Download and install DBeaver on your local machine, a free and open source powerful tool to connect to any database, explore the schema and even run SQL queries.

Kitt

⚠️ If you have received an email from Le Wagon inviting you to sign up on Kitt (our learning platform), you can safely skip this step. Instead, please follow the instructions in the email you received if you haven't done so already.

If you are unsure about what to do, you can follow this link. If you are already logged in, you can safely skip this section. If you are not logged in, click on Enter Kitt as a Student.

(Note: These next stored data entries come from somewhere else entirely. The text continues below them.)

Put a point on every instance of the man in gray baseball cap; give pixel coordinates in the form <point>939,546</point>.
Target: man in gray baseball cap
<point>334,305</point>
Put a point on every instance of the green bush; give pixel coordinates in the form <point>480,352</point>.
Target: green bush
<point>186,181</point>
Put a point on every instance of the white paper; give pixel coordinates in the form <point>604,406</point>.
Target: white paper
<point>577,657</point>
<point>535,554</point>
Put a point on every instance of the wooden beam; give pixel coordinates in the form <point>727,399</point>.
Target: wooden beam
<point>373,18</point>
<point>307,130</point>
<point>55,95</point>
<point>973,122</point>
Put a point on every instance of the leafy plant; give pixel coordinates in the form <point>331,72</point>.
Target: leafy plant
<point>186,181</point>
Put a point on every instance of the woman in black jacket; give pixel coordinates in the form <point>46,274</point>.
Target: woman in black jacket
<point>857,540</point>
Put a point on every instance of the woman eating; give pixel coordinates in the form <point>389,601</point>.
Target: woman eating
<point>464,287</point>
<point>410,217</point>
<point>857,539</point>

If you manage to login, you can safely skip this step. Otherwise ask a teacher whether you should have received an email or follow the instructions below.

Register as a Wagon alumni by going to kitt.lewagon.com/onboarding. Select your batch, sign in with GitHub and enter all your information.

Your teacher will then validate that you are indeed part of the batch. You can ask them to do it as soon as you completed the registration form.

Once the teacher has approved your profile, go to your email inbox. You should have 2 emails:

  • One from Slack, inviting you to the Le Wagon Alumni slack community (where you'll chat with your buddies and all the previous alumni). Click on Join and fill the information.
  • One from GitHub, inviting you to lewagon team. Accept it otherwise you won't be able to access the lecture slides.